We retrospectively analysed 48 patients with r/r B-ALL who received CD19/CD22 CAR-T therapy between September 2017 and May 2021. Sixteen patients received decitabine consolidation (20 mg/m/day for 5 days at 3-month intervals) after CAR-T therapy (DAC group), while 32 patients did not receive decitabine consolidation (CON group). Overall survival (OS), leukaemia-free survival (LFS), and cumulative incidence of relapse (CIR) were evaluated in both groups. Time-to-event analysis was performed using the Kaplan-Meier method.

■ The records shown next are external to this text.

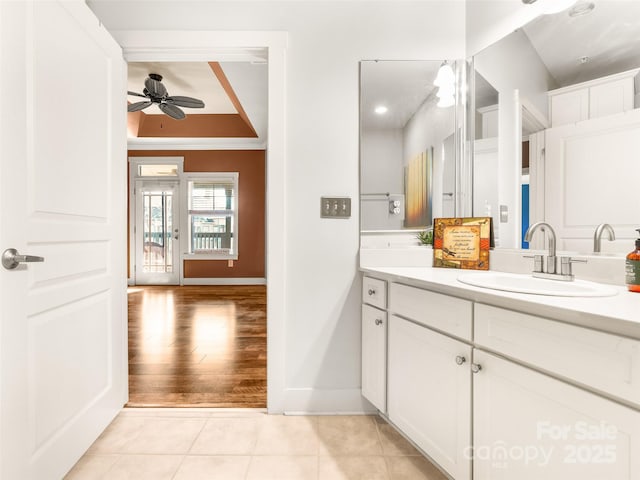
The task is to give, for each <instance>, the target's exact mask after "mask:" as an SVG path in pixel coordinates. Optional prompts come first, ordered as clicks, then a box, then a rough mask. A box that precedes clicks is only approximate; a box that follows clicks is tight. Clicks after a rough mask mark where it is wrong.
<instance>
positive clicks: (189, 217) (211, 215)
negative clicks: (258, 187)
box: [188, 173, 238, 258]
mask: <svg viewBox="0 0 640 480" xmlns="http://www.w3.org/2000/svg"><path fill="white" fill-rule="evenodd" d="M237 194H238V174H237V173H235V174H232V175H229V174H224V175H219V176H218V175H216V176H207V177H206V178H205V177H203V178H199V179H192V180H189V182H188V224H189V252H190V253H192V254H215V255H216V256H217V257H220V256H222V257H223V258H232V257H233V258H237V255H238V235H237V232H236V229H237V225H238V210H237V202H238V199H237Z"/></svg>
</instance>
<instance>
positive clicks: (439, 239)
mask: <svg viewBox="0 0 640 480" xmlns="http://www.w3.org/2000/svg"><path fill="white" fill-rule="evenodd" d="M491 230H492V226H491V217H467V218H435V219H434V221H433V266H434V267H443V268H461V269H465V270H489V249H490V247H491V236H492V235H491V234H492V232H491Z"/></svg>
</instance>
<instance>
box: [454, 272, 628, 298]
mask: <svg viewBox="0 0 640 480" xmlns="http://www.w3.org/2000/svg"><path fill="white" fill-rule="evenodd" d="M458 281H459V282H462V283H465V284H467V285H473V286H474V287H481V288H490V289H492V290H503V291H506V292H516V293H530V294H533V295H552V296H556V297H610V296H613V295H617V293H618V292H617V290H616V289H615V288H613V287H611V286H608V285H601V284H599V283H592V282H586V281H584V280H574V281H571V282H565V281H561V280H547V279H544V278H536V277H533V276H531V275H518V274H515V273H502V272H477V273H465V274H463V275H460V276H458Z"/></svg>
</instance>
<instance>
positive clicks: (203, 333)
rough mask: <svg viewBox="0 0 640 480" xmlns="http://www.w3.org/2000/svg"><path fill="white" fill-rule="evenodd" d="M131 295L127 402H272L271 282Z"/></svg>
mask: <svg viewBox="0 0 640 480" xmlns="http://www.w3.org/2000/svg"><path fill="white" fill-rule="evenodd" d="M128 292H129V293H128V297H129V403H128V404H127V405H128V406H132V407H142V406H145V407H169V406H174V407H238V408H240V407H251V408H264V407H266V405H267V368H266V367H267V325H266V287H265V286H253V285H252V286H244V285H242V286H183V287H174V286H144V287H130V288H129V290H128Z"/></svg>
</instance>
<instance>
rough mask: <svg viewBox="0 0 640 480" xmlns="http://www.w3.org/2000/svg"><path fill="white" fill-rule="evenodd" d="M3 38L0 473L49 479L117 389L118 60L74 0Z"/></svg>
mask: <svg viewBox="0 0 640 480" xmlns="http://www.w3.org/2000/svg"><path fill="white" fill-rule="evenodd" d="M0 35H1V38H0V62H1V64H2V74H1V75H0V100H1V101H0V104H1V105H2V111H1V113H0V145H1V146H2V147H1V149H0V252H2V251H4V250H5V249H8V248H14V249H16V250H17V251H18V252H19V253H20V254H23V255H34V256H42V257H44V263H23V264H20V265H19V266H18V267H17V268H15V269H11V270H8V269H6V268H2V267H0V305H1V309H0V355H1V358H0V455H1V457H0V477H1V478H3V479H7V480H10V479H11V480H13V479H15V480H48V479H55V480H59V479H60V478H62V477H63V476H64V474H65V473H66V472H67V471H68V470H69V469H70V468H71V467H72V466H73V464H74V463H75V462H76V461H77V460H78V458H79V457H80V456H81V455H82V454H83V452H84V451H85V450H86V449H87V447H89V446H90V445H91V443H92V442H93V440H94V439H95V438H96V437H97V436H98V435H99V434H100V432H101V431H102V430H103V429H104V428H105V426H106V425H107V424H108V423H109V422H110V421H111V420H112V418H113V417H114V416H115V415H116V414H117V412H118V411H119V409H120V408H121V407H122V406H123V404H124V403H125V402H126V399H127V358H126V333H127V330H126V272H125V266H126V231H125V228H126V206H125V200H126V195H127V193H126V165H127V161H126V137H125V135H126V129H125V120H126V113H125V105H126V103H125V102H126V97H125V94H124V92H125V91H126V88H125V75H126V74H125V72H126V70H125V63H124V61H123V59H122V53H121V50H120V48H119V46H118V45H117V44H116V43H115V41H113V39H112V38H111V37H110V36H109V34H108V33H107V32H106V30H105V29H104V28H103V27H101V26H100V24H99V22H98V20H97V19H96V18H95V16H94V15H93V14H92V12H91V11H90V10H89V8H88V7H87V6H86V5H85V3H84V2H83V1H81V0H74V1H65V2H57V1H38V2H33V1H31V0H23V1H19V2H4V1H3V2H0Z"/></svg>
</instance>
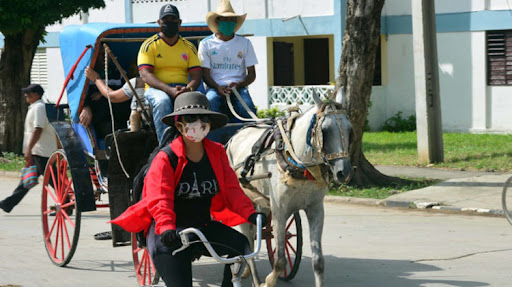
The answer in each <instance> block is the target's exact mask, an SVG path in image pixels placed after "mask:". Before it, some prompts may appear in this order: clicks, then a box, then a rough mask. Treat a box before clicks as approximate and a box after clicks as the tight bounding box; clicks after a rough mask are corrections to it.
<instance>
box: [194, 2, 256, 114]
mask: <svg viewBox="0 0 512 287" xmlns="http://www.w3.org/2000/svg"><path fill="white" fill-rule="evenodd" d="M246 16H247V14H243V15H237V14H236V13H235V11H234V10H233V7H231V4H230V2H229V0H221V1H220V2H219V4H218V6H217V12H209V13H208V14H207V15H206V23H207V24H208V27H209V28H210V30H211V31H212V32H213V33H214V34H213V35H211V36H209V37H207V38H205V39H203V40H202V41H201V42H200V43H199V60H201V67H202V69H203V70H202V71H203V72H202V73H203V81H204V82H205V83H206V84H207V85H208V90H207V91H206V97H207V98H208V100H209V101H210V105H211V109H212V111H216V112H222V109H224V110H227V103H226V97H228V96H230V97H231V98H230V99H231V102H232V103H233V107H234V109H235V111H236V113H237V114H239V115H240V116H242V117H244V118H249V114H248V112H247V111H246V110H245V108H244V107H243V106H242V104H241V103H240V102H239V101H238V100H237V99H236V98H235V97H234V95H233V92H232V90H233V89H236V90H237V91H238V92H239V93H240V96H241V97H242V99H243V100H244V102H245V103H246V104H247V106H248V107H249V108H250V109H251V110H252V111H253V112H254V113H255V112H256V107H255V106H254V103H253V102H252V99H251V96H250V95H249V91H248V90H247V86H249V85H250V84H251V83H252V82H254V80H255V79H256V70H255V68H254V66H255V65H256V64H257V63H258V60H257V58H256V54H255V53H254V48H253V47H252V44H251V42H250V41H249V40H248V39H246V38H244V37H242V36H239V35H236V34H235V32H236V31H238V29H240V27H241V26H242V24H243V22H244V21H245V17H246Z"/></svg>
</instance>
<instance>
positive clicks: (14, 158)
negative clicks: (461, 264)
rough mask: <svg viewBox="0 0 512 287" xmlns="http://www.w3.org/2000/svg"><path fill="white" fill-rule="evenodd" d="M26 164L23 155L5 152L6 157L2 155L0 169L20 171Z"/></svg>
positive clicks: (4, 154) (3, 169)
mask: <svg viewBox="0 0 512 287" xmlns="http://www.w3.org/2000/svg"><path fill="white" fill-rule="evenodd" d="M23 166H25V159H24V158H23V156H20V155H17V154H14V153H12V152H4V157H0V170H7V171H20V170H21V168H22V167H23Z"/></svg>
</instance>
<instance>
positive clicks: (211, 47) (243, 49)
mask: <svg viewBox="0 0 512 287" xmlns="http://www.w3.org/2000/svg"><path fill="white" fill-rule="evenodd" d="M198 53H199V60H200V61H201V67H203V68H208V69H210V70H211V71H210V74H211V76H212V79H213V80H214V81H215V82H216V83H217V84H218V85H220V86H227V85H229V84H230V83H233V82H239V81H241V80H243V79H244V78H245V77H246V76H247V67H251V66H254V65H256V64H258V59H257V58H256V54H255V53H254V48H253V47H252V44H251V41H249V40H248V39H246V38H244V37H242V36H239V35H236V34H235V36H234V37H233V39H231V40H229V41H222V40H220V39H219V38H217V37H215V35H211V36H209V37H207V38H205V39H203V40H202V41H201V42H200V43H199V51H198Z"/></svg>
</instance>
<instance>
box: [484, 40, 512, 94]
mask: <svg viewBox="0 0 512 287" xmlns="http://www.w3.org/2000/svg"><path fill="white" fill-rule="evenodd" d="M487 83H488V85H490V86H499V85H512V30H509V31H488V32H487Z"/></svg>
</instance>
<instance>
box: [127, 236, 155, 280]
mask: <svg viewBox="0 0 512 287" xmlns="http://www.w3.org/2000/svg"><path fill="white" fill-rule="evenodd" d="M132 256H133V267H135V274H136V275H137V281H138V282H139V285H140V286H149V285H156V284H158V281H160V275H158V272H156V269H155V265H153V260H151V256H150V255H149V252H148V249H147V248H146V247H143V246H140V244H139V243H138V242H137V238H136V237H135V233H132Z"/></svg>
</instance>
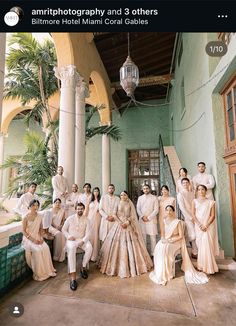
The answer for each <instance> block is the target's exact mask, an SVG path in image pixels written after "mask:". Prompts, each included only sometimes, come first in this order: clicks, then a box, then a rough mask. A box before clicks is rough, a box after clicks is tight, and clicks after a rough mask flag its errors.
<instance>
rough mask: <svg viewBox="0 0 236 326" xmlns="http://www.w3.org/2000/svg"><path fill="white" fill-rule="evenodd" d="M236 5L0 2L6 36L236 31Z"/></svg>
mask: <svg viewBox="0 0 236 326" xmlns="http://www.w3.org/2000/svg"><path fill="white" fill-rule="evenodd" d="M235 12H236V4H235V2H234V1H224V2H223V1H178V2H177V1H165V2H164V1H146V2H140V1H135V2H134V1H129V2H127V1H109V2H108V1H101V2H97V1H96V2H95V1H79V2H78V1H76V2H75V1H67V2H65V1H63V2H61V1H56V2H55V1H52V0H51V1H47V2H46V1H40V2H35V1H34V2H32V1H31V2H29V1H1V13H0V30H1V31H2V32H20V31H21V32H91V31H93V32H94V31H95V32H96V31H98V32H99V31H100V32H120V31H138V32H142V31H143V32H146V31H160V32H162V31H163V32H164V31H181V32H215V31H234V30H235V27H236V23H235Z"/></svg>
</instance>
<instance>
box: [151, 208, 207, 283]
mask: <svg viewBox="0 0 236 326" xmlns="http://www.w3.org/2000/svg"><path fill="white" fill-rule="evenodd" d="M165 211H166V217H165V219H164V234H163V237H162V239H161V240H160V241H159V242H158V243H157V245H156V247H155V250H154V271H153V272H151V273H150V275H149V277H150V279H151V280H152V281H153V282H155V283H157V284H161V285H166V283H167V282H168V281H170V280H171V279H172V278H174V276H175V256H176V254H177V253H178V251H179V250H180V249H181V255H182V259H183V261H182V266H181V269H182V270H183V271H184V272H185V281H186V282H187V283H195V284H203V283H206V282H208V278H207V276H206V275H205V274H204V273H200V272H197V271H196V270H195V269H194V267H193V265H192V263H191V260H190V258H189V256H188V252H187V248H186V243H185V238H184V222H182V221H181V220H178V219H177V218H176V217H175V209H174V207H173V206H171V205H168V206H166V208H165Z"/></svg>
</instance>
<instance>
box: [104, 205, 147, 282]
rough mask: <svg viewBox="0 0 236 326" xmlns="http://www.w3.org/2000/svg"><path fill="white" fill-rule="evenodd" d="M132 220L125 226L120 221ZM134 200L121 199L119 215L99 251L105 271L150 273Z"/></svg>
mask: <svg viewBox="0 0 236 326" xmlns="http://www.w3.org/2000/svg"><path fill="white" fill-rule="evenodd" d="M127 221H128V222H129V225H128V227H127V228H126V229H123V228H122V226H121V224H123V223H125V222H127ZM152 266H153V264H152V260H151V258H150V256H149V254H148V252H147V249H146V246H145V243H144V240H143V237H142V234H141V231H140V226H139V223H138V220H137V215H136V212H135V208H134V205H133V203H132V202H131V201H130V200H129V201H126V202H122V201H121V202H120V203H119V206H118V212H117V219H116V221H115V223H114V225H113V226H112V228H111V229H110V231H109V233H108V235H107V237H106V239H105V241H104V243H103V245H102V248H101V252H100V259H99V267H100V271H101V272H102V273H103V274H107V275H110V276H112V275H116V276H120V277H121V278H123V277H130V276H136V275H141V274H143V273H147V272H148V271H150V269H151V268H152Z"/></svg>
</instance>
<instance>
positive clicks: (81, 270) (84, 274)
mask: <svg viewBox="0 0 236 326" xmlns="http://www.w3.org/2000/svg"><path fill="white" fill-rule="evenodd" d="M80 275H81V277H83V278H84V279H86V278H88V271H87V270H86V269H85V268H83V269H82V270H81V272H80Z"/></svg>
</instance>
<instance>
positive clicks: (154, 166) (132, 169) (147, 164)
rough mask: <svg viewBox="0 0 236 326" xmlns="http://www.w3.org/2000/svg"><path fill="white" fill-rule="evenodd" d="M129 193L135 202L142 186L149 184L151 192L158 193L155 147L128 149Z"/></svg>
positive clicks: (142, 186)
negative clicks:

The median follow-up periods in the DAC and CON groups were 41.2 months and 28.6 months, respectively. The 4-year OS and 4-year LFS rates in both groups were 93.3 % and 64.3 % (P=0.029) and 87.5 % and 55.9 % (P=0.059), respectively. The 1-year CIR was 6.25 % and 28.6 %, respectively. Univariate and multivariate Cox regression analyses showed that decitabine consolidation after CAR-T therapy was significantly associated with superior OS (hazard ratio [HR]: 0.121, 95 % confidence interval [CI]: 0.015-0.947, P=0.044), and bridging to haematopoietic stem cell transplantation after CAR-T therapy was significantly associated with superior LFS (HR: 0.279, 95 %CI: 0.093-0.840, P=0.023).
Our study recommends decitabine consolidation after CD19/CD22 CAR-T therapy as a novel maintenance strategy to improve the survival outcomes of patients with r/r B-ALL.
我们旨在评估 CD19/CD22 嵌合抗原受体 T 细胞(CAR-T)治疗后进行地西他滨巩固治疗对复发/难治性 B 细胞急性淋巴细胞白血病(r/r B-ALL)患者的疗效。
我们回顾性分析了 2017 年 9 月至 2021 年 5 月期间接受 CD19/CD22 CAR-T 治疗的 48 例 r/r B-ALL 患者。16 例患者在 CAR-T 治疗后接受地西他滨巩固治疗(20mg/m/天,每 3 个月 1 次,共 5 天)(DAC 组),而 32 例患者未接受地西他滨巩固治疗(CON 组)。在两组中评估总生存(OS)、无白血病生存(LFS)和累积复发率(CIR)。使用 Kaplan-Meier 方法进行时间事件分析。
DAC 组和 CON 组的中位随访期分别为 41.2 个月和 28.6 个月。两组的 4 年 OS 和 4 年 LFS 率分别为 93.3%和 64.3%(P=0.029)和 87.5%和 55.9%(P=0.059)。1 年 CIR 分别为 6.25%和 28.6%。单因素和多因素 Cox 回归分析显示,CAR-T 治疗后进行地西他滨巩固治疗与 OS 显著相关(风险比 [HR]:0.121,95%置信区间 [CI]:0.015-0.947,P=0.044),而 CAR-T 治疗后桥接造血干细胞移植与 LFS 显著相关(HR:0.279,95%CI:0.093-0.840,P=0.023)。
我们的研究建议在 CD19/CD22 CAR-T 治疗后进行地西他滨巩固治疗作为一种新的维持策略,以改善 r/r B-ALL 患者的生存结果。